Shannen Headley
BBC News, West Midlands
Dr. Marc Whitehouse has been suspended for four months after a medical tribunal found his fitness to practice impaired due to writing false prescriptions. The 31-year-old doctor from Herefordshire admitted to impersonating a chief medical examiner on five occasions between March 2016 and December 2018.
During a hearing at the Medical Practitioners Tribunal Service (MPTS), it was established that he issued prescriptions for patients he falsely claimed were in the custody of West Mercia Police while pretending to be affiliated with the force.
Dr. Whitehouse, who received his medical qualifications from the University of Birmingham, has been employed by Wye Valley NHS Trust since 2016. He also worked as a self-employed forensic medical examiner from 2011 to 2016, but the tribunal confirmed that the false prescriptions were written outside of this period.

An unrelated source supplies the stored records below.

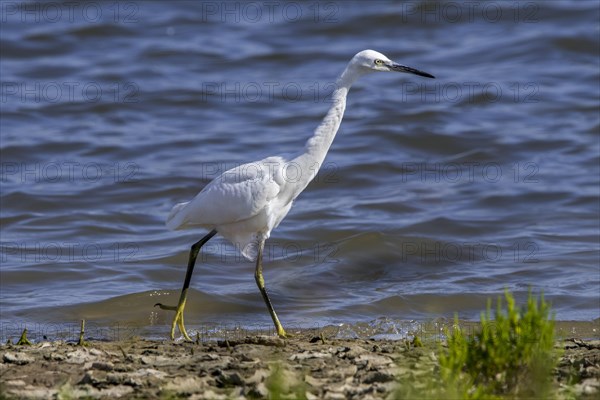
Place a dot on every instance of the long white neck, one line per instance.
(318, 145)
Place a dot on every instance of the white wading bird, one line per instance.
(246, 203)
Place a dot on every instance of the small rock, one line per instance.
(185, 385)
(17, 358)
(259, 376)
(16, 382)
(228, 380)
(308, 355)
(378, 377)
(103, 366)
(260, 391)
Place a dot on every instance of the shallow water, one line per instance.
(436, 194)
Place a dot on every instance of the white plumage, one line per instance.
(247, 202)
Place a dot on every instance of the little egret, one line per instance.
(247, 202)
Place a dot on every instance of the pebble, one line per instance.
(17, 358)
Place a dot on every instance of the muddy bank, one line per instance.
(251, 367)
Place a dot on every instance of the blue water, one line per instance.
(436, 194)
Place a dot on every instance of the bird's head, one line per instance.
(371, 60)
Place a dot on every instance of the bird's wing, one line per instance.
(238, 194)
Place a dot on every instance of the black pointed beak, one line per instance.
(404, 68)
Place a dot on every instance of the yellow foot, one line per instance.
(23, 341)
(177, 321)
(282, 333)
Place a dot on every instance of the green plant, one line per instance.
(509, 357)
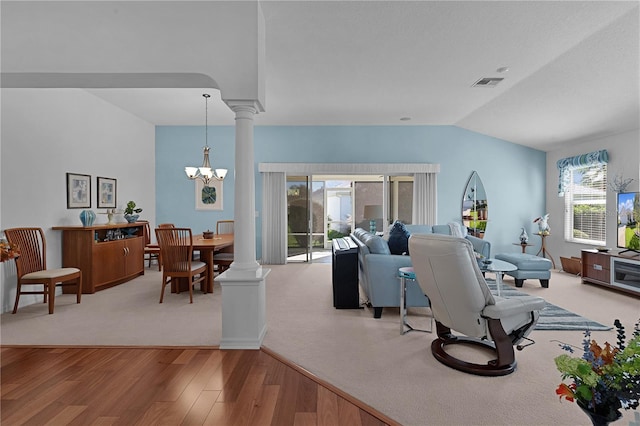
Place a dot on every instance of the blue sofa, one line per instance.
(378, 266)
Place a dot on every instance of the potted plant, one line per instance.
(131, 212)
(603, 380)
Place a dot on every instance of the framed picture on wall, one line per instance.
(208, 197)
(78, 191)
(106, 192)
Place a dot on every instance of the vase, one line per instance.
(87, 217)
(131, 218)
(599, 419)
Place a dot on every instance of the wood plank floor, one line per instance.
(168, 386)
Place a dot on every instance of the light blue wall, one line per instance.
(514, 176)
(180, 146)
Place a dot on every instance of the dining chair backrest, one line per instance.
(176, 248)
(147, 232)
(33, 249)
(224, 227)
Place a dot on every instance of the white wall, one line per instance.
(49, 132)
(624, 158)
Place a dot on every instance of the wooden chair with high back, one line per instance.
(151, 251)
(176, 249)
(31, 267)
(224, 258)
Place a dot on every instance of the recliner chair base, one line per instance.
(501, 366)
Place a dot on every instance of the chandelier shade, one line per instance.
(205, 172)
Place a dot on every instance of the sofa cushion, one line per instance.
(376, 244)
(399, 239)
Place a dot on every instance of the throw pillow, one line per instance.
(399, 239)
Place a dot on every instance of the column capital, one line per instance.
(238, 106)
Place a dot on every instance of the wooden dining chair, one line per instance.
(31, 267)
(151, 251)
(224, 258)
(176, 250)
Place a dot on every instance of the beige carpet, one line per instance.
(365, 357)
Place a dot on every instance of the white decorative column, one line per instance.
(243, 284)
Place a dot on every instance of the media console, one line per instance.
(617, 271)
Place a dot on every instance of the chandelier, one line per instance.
(204, 172)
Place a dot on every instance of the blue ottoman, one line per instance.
(529, 266)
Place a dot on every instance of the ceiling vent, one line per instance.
(488, 82)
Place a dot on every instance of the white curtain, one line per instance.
(425, 199)
(274, 218)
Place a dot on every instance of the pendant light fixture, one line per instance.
(204, 172)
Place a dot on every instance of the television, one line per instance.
(628, 221)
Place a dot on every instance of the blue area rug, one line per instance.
(552, 317)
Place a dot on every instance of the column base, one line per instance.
(244, 322)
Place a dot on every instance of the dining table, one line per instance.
(207, 247)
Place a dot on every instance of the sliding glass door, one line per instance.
(323, 207)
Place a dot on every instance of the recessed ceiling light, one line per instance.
(488, 82)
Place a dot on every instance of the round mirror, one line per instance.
(474, 207)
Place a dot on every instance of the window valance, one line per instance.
(566, 165)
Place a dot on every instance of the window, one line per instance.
(585, 201)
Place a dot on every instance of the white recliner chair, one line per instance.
(447, 271)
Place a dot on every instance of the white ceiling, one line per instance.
(573, 69)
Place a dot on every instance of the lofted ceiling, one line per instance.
(573, 69)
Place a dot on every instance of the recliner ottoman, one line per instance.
(529, 266)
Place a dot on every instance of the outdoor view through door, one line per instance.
(321, 208)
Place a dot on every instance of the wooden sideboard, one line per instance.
(612, 270)
(107, 254)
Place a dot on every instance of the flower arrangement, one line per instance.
(605, 379)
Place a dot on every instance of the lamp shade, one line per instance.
(373, 212)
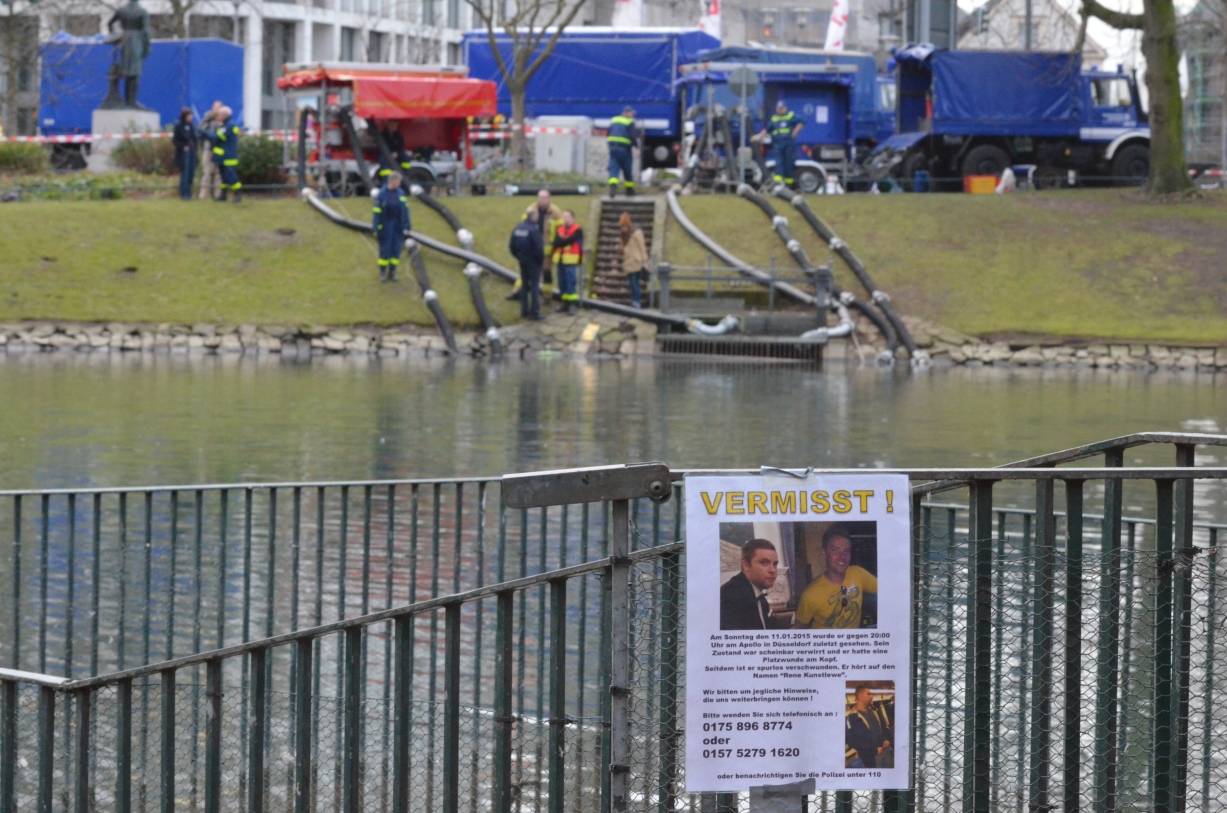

On June 6, 2016, and October 5, 2019, Dr. Whitehouse wrote prescriptions for two individuals he claimed were in police custody, despite them not being so. Although he had worked as a contractor for West Mercia Police between September 2013 and October 2015, he was not employed by them during the incidents in question.
Additionally, he admitted to writing prescriptions on December 29, 2018, and October 5, 2019, on letterhead from “Whitehouse Medical Services Ltd,” a company that had been dissolved by the time the prescriptions were issued.
West Mercia Police initiated a fraud investigation into the matter and referred Dr. Whitehouse to the General Medical Council in October 2019, which subsequently brought the case to the MPTS.
The tribunal determined that suspending his medical license was necessary to balance his interest in continuing to practice medicine with the need to send a clear message about the unacceptability of his actions within the medical profession.